Durum 1990'larda üç önemli noktada tümüyle değişti. İlk unsur Sovyetler Birliği'nin çöküşüydü. Bu, Soğuk Savaş düşüncesinin artık geçersizleşmesi demekti. Aynı zamanda Küba'nın 1990'larda Sovyet/Rus Ekonomik yardımlarından yoksun kalması nedeniyle büyük bir ekonomik sıkıntıya girmesi ve kendi iç programını düzenlemesi demekti.

Özellikle de George W. Bush başkanlığında görünür olan, ikinci yeni unsur, ABD jeopolitik gücündeki ani düşüştü. Bu, Latin Amerika siyasetinde ciddi bir dönüşümün yolunu açtı ve yavaş yavaş birçok ülkede ortanın solunda hükümetler iktidara gelmeye başladı. Bu hükümetler birer birer Küba ile diplomatik ilişkilerini yeniden kurmaya başladılar ve ABD'nin boykotu sonlandırmasını ve Küba'nın OAS'a yeniden katılımını talep etmeye başladılar.

Üçüncü unsur ise, ABD siyasi sahnesinin dönüşümüne işaret eder. İlk kez, ABD'nin Küba politikasının "yetersizliğinden" ciddi olarak söz edilir oldu. Çiftçi gruplarının ürünlerini Küba'ya satma haklarını isteyen talepleri yükseldi. Bu, özellikle de ABD Senatosu Dış İlişkiler Komitesindeki kıdemli cumhuriyetçilerden olan Richard Lugar gibi, birçok Cumhuriyetçi senatör tarafından da destek topladı.

Daha da önemli bir olay ise, elli yıl sonra, Küba mülteci topluluğunun siyasi görüşlerindeki değişimlerdi.
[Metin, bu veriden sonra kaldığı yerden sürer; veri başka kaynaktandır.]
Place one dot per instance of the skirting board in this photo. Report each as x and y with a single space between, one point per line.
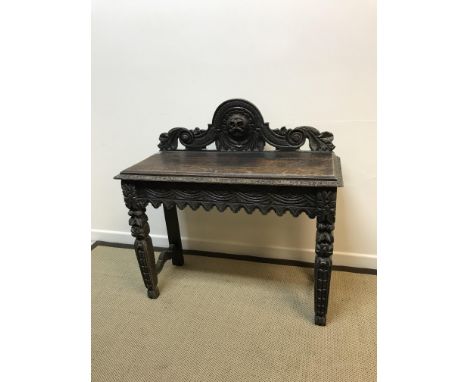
348 259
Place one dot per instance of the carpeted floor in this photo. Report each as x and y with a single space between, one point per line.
226 320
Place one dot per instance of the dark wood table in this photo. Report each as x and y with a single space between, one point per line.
238 174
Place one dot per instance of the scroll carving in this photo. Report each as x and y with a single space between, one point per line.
238 126
249 198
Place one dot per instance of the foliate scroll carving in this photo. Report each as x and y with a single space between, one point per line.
265 199
238 126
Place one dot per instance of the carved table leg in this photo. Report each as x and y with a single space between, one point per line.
140 231
144 250
324 252
173 235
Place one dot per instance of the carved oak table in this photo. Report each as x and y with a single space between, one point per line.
238 174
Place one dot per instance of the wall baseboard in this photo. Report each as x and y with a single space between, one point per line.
347 259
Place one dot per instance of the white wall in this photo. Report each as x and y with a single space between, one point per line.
160 64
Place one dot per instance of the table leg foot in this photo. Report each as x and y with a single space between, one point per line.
320 320
153 294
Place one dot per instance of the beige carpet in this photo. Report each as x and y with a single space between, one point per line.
227 320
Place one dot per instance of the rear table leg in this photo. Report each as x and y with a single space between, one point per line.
173 235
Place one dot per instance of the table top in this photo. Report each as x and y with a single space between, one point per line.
282 168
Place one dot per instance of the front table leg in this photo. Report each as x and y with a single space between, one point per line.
324 251
144 250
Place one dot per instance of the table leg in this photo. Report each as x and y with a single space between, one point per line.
173 235
144 250
324 251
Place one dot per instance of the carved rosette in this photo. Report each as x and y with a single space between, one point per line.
238 126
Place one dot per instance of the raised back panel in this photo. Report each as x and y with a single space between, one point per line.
238 126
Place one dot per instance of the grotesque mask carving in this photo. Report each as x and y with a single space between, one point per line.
238 126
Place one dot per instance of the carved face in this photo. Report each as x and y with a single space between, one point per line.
238 126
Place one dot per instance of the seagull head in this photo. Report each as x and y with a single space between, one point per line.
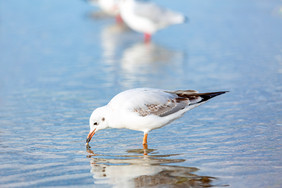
97 121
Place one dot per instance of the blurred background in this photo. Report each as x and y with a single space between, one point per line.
59 60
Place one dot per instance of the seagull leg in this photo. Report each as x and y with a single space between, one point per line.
145 138
145 145
119 19
147 37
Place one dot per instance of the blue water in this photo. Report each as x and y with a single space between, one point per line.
59 61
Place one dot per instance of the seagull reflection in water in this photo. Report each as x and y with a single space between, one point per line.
135 170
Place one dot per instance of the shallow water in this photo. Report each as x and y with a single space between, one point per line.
59 61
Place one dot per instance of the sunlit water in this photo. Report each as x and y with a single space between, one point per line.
59 61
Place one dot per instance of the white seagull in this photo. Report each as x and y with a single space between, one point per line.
145 109
147 17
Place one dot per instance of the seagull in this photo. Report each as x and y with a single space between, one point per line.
147 17
145 109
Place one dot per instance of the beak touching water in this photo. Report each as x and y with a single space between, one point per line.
90 135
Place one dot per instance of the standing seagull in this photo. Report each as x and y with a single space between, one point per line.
145 109
147 17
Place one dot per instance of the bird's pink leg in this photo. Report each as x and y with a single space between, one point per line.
145 145
147 37
145 139
119 19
Her gün daha fazla Kübalı-Amerikalı genç Küba'ya seyahat etme, para gönderme ve parayı serbest ve açıkça bozdurma hakkını tartışmaya başladı.

Böylelikle Barack Obama'dan başkan olduğunda Küba-Amerika ilişkilerini "ısıtacak" girişimlerde bulunması beklendi. Buna ailelerin para gönderimleri ve seyahat üzerindeki, selefleri tarafından konulmuş sınırlamaları kaldırmak gibi birkaç başlangıç jestiyle cevap verdi. Obama'nın ilişkileri nereye kadar geliştirmek istediği henüz bilinmiyor. Ne var ki, yalnızca on yıl önce ABD içindeki politik baskı ekonomik boykotun lehinde ağırlığını hissettirirken, bugün halk ve siyasetçiler bu konuda bölünmüş durumdalar. Latin Amerikalıların görüşlerinin evrimi ve Birleşik Devletler'deki Latino nüfüsun artan ağrılığı da düşünüldüğünde ABD kamuoyu önümüzdeki bir iki yıl içinde daha da değişecek gibi görünüyor.
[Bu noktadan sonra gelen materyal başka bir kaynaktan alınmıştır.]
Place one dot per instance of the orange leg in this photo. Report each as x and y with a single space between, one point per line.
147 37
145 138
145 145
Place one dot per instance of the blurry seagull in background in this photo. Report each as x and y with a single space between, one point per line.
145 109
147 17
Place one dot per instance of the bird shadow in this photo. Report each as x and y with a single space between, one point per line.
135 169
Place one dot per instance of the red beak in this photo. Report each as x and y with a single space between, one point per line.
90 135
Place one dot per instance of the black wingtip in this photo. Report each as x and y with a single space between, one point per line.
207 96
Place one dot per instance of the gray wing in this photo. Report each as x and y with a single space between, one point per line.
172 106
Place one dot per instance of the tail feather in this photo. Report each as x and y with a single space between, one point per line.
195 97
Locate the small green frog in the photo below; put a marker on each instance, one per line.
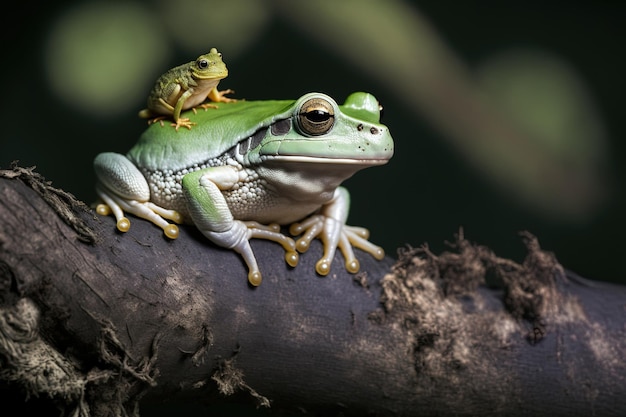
(185, 87)
(251, 167)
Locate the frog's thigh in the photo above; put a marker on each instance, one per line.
(206, 203)
(121, 176)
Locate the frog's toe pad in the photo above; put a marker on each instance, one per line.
(353, 266)
(292, 258)
(322, 267)
(103, 209)
(123, 224)
(171, 231)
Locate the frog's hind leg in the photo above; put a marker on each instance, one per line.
(123, 188)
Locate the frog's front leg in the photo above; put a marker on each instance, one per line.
(330, 226)
(123, 188)
(210, 213)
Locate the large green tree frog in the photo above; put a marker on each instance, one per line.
(249, 167)
(185, 87)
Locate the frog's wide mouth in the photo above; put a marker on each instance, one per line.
(324, 160)
(213, 76)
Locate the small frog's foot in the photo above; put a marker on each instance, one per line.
(334, 235)
(183, 121)
(220, 96)
(145, 210)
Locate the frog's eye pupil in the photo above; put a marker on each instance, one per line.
(316, 117)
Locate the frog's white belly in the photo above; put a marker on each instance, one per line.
(249, 199)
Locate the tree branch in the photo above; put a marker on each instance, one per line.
(99, 323)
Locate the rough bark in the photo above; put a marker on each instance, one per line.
(94, 322)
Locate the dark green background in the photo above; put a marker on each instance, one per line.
(427, 191)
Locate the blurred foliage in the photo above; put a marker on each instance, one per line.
(505, 118)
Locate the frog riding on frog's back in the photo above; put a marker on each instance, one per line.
(250, 167)
(185, 87)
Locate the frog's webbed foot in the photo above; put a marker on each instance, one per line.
(146, 210)
(158, 119)
(333, 235)
(238, 238)
(183, 121)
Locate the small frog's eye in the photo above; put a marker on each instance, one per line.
(316, 117)
(202, 63)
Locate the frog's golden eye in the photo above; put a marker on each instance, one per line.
(202, 63)
(316, 117)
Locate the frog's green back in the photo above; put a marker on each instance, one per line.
(216, 131)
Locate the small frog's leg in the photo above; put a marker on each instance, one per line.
(220, 96)
(329, 226)
(210, 213)
(123, 188)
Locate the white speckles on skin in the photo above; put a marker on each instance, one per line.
(244, 199)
Küba'nın tepkisi ise ihtiyatlıydı. Fidel Castro bunu 5 Nisan'da oldukça iyi açıkladı. Obama'nın jestlerinin ve açıklamalarının temelde ABD halkına yönelik olduğunu ve bir ABD başkanının görüşlerini yansıttığını söyledi. Ardından, iki şeye değindi: "Şüphesiz Bush ve McCain'den çok daha iyidir" (Obama'ya soldan yapılan birçok eleştirinin kabul etmediği bir nokta) fakat Obama gerçekler tarafından sınırlandırılmıştır: "İmparatorluk ondan ve onun iyi niyetinden çok daha güçlü."

Yani Küba, Birleşik Devletler'in ne kadar ileri gidebileceğini keşfetmeyi deniyor. Hâlihazırda devam eden diplomatik görüşmeler ise "düşük düzeyde". Obama hükümeti bir "ısınma" konusunda içten gelen baskı ile karşı karşıya. Castro hükümeti ise Latin Amerika'dan "ısınma" sürecinin lehinde baskı görüyor. Jeopolitik gerçekler son birkaç yılda öne çıktığı gibi evrilmeyi sürdürürse Küba ve Birleşik Devletler'in "normal" diplomatik ilişkilere erişmesi imkânsız değil. Şüphesiz, her ikisi de dünyaya farklı perspektiflerden bakmayı sürdürecek ve bir şekilde farklı amaçları kovalayacaklar fakat bu birçok ikili ilişki için geçerli olan bir durum. Küba ve Birleşik Devletler arasındaki ilişkilerin vakur ve karşılıklı saygı çerçevesindeki durumu son elli yıllık ilişkilerin ardından büyük bir ilerleme demek olabilir.